Die gewählten Vertreter des Vereins leiten die Zunft und marschieren bei den Umzügen stets voran.
Die Garde
Jahr um Jahr überzeugen unsere Gardemädchen mit ihren Märschen und ihren einfallsreichen Showtänzen. Von klein bis groß sind alle Gardemädchen mit großem Engagement bei der Sache. Folgende Altersstufen gibt es: Fanta-Garde, Mini-Garde, Teenie-Garde und die Große Garde. Genau wie der Elferrat sind alle unsere Garden in rot und weiß gekleidet.
Der Hansele
Unsere Hansele gelten allseits als nette Zeitgenossen und zählen mit ihren zwei bis vier Riemen zu unseren Glockenträgern. Gekleidet sind sie in weißer Hose, braunem Oberteil und einem weißen Kragen. Die Maske zeigt ein freundliches Gesicht umrahmt mit Hanfhaaren und einem Blumenkranz. Fehlen dürfen auch der orangene Schirm sowie ein Korb voller Bonbons nicht. Diese werden bevorzugt vom Hansel an Kinder verteilt.
Der Narro
Der Narro ist der zweite Glockenträger unserer Zunft und trägt bis zu acht Glockenriemen.

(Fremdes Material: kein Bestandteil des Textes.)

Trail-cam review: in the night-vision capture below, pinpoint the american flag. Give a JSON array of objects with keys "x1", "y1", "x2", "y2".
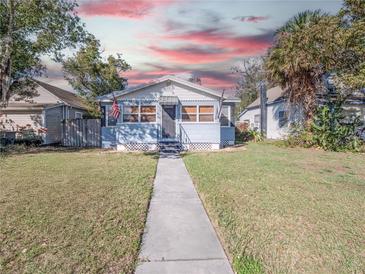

Der Narro zählt zu den Weißnarren und hat auf seinem Häs verschiedene Motive aufgemalt – hauptsächlich aus der Vöhringer Ortsgeschichte. Die Maske ist dabei fein und freundlich. Auf der Brezelstange befinden sich immer reichlich Brezeln, die der Narro auch großzügig verteilt.
Der Schantle
Bei unseren alten Herren geht es an der Fasnet auch mal gemütlicher zu. Die Maske des Schantles zeigt ein älteres Gesicht und wird durch ein Fleckenhäß ergänzt. Ärgern sollte man den gemütlichen Herren allerdings nicht: Die Saubloder ist immer dabei und einsatzbereit. Sind die Zuschauer nett zum Schantle, verteilt er gerne Wurst, Orangen und Bonbons.
Der Broatschua
Die Broatschua-Gruppe ist unserer Einzelfigur nachempfunden. Gleich wie sein Vorbild hat der Broatschua sehr große Füße. Das weiße Hemd wird mit einer grauen Weste und einer schwarzen Jacke kombiniert, auf der ein großes Vöhringer Wappen prangt. Die Maske des Broatschua ist äußerst markant. Das weißblonde Haar ist von einem schwarzen Hut bedeckt. Zusätzlich trägt er um den Körper einen großen Leinensack, worin kleine Geschenke für die Zuschauer Platz finden.
Der Teufel (Einzelfigur)
Der Teufel ist der neuste Geselle der Narrenzunft Vöhringen. Er ist eine Einzelfigur, die aus der Vöhringer Sage Entstand. Dort heißt es, dass er Vöhringer für immer aus der Hölle verbannt hat, weil ein Broatschua ihm auf den Schwanz trat. Zum 44-jährigen Bestehen der Zunft stieg er aus der Hölle empor und führt künftig seine große Hexenschar an.
Die Broatschua Hexa
Unsere Gründungsfigur ist nach all den Jahren noch immer die wildeste. Unverkennbar mit schwarzem Rock, roten Socken und vor allem der orangenen Bluse ist die Broatschua Hexe weit über die Grenzen Vöhringens hinaus bekannt für ihr wildes Treiben. Ergänzt durch eine dunkle Maske mit schwarzem Tuch und Rosshaaren gibt sie ihr unverkennbares Bild ab. Aber nicht nur Schabernack und Schrecken verbreitet unsere Hexe: Beim Hexentanz zeigt sie, dass sie auch akrobatisch ist.